25. Further to the said confession, I draw wisdom from the case of Ibrahim v The King, [1914] A.C. 599 (P.C.), at p. 609 where it is stated;
“It has long been established as a positive rule of English criminal law, that no statement by an accused is admissible in evidence against him unless it is shown by the prosecution to have been a voluntary statement, in the sense that it has not been obtained from him either by fear of prejudice or hope of advantage exercised or held out by a person in authority’’
26. It is my conviction that whether or not the confession was voluntary or not is a matter of mixed fact and law. As to whether the same was obtained procedurally in accordance with the requisite law and rules, a trial within a trial could have established the same but for the fact that the defence okayed the production of the confession as an exhibit. The defence did not seek for recall of Pw8 for further cross examination if need be despite being given the opportunity to do so. They now have to tackle the issue at the defence stage.
27. Having evaluated the prosecution evidence. I find that, in the absence of any explanation to the contrary from the defence, the prosecution evidence does establish the three (3) ingredients of the offence of murder. It is not in dispute that there was death as a result of strangulation. On the question of the accuseds’ participation, this court finds that, in the absence of any evidence to the contrary, the evidence does point to the participation of all accused pursuant to the confession by the 3rd accused which placed them at the scene of crime. In arriving at the above conclusions, I do recognize that at this stage, the standard of proof is not proof beyond reasonable doubt as required for a fully-fledged criminal trial. Rather, what is essential is such evidence which if taken literally or on the face of it would establish the essential ingredients of the offence of murder, as well as the accused’s participation therein. It is noted that the confession by the 3rd accused was not subjected to a trial within a trial as the defence did not object to its production. An attempt was later made by counsel for the 1st and 2nd accused persons to have Pw8 recalled and to be examined in chief was rejected by this court but gave the defence a chance to recall the witness for further cross examination but they did not do so.
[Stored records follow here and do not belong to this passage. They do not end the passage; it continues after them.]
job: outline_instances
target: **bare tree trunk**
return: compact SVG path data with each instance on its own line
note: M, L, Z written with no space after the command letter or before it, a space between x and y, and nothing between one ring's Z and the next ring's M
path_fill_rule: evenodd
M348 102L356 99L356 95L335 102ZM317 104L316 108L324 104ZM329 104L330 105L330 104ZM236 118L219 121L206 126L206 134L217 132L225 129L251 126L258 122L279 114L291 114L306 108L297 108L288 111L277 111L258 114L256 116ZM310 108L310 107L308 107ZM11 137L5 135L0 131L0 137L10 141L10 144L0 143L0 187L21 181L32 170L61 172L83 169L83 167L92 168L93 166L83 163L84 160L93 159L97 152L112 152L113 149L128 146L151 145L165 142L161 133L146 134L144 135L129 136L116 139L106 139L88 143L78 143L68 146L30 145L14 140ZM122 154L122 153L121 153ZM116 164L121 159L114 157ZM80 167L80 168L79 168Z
28. I wish to associate myself with the decision of Justice J.B. Ojwang, as he then was, in the case of R v Samuel Karanja Kiria CR. CASE NO.13 OF 2004 NAIROBI [2009] eKLR had this to say on prima facie case: -
“The question at this stage is not whether or not the accused is guilty as charged but whether there is such cogent evidence of his connection with the circumstances in which the killing of the deceased occurred, that the concept of prima facie case dictates as a matter of law that an opportunity be created by this court for the accused to state his own case regarding the killing. The governing law on this point is well settled . . .
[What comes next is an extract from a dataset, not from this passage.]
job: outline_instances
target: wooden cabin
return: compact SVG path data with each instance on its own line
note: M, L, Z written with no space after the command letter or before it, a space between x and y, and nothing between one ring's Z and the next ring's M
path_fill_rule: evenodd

From the confession and the evidence adduced, it is my finding that the accused persons require to make a defence to the allegations raised against them.
29. For those reasons, I find that the evidence adduced at this stage of the proceedings has established a prima facie case against all three accused persons to require them to be called upon to make a defence. Consequently, I find each accused has a case to answer and directed to elect to conduct their defence in accordance with the provisions of section 306(2) of the Criminal Procedure Code.
It is so ordered.
Dated and delivered at Machakos this 16th day of February, 2021.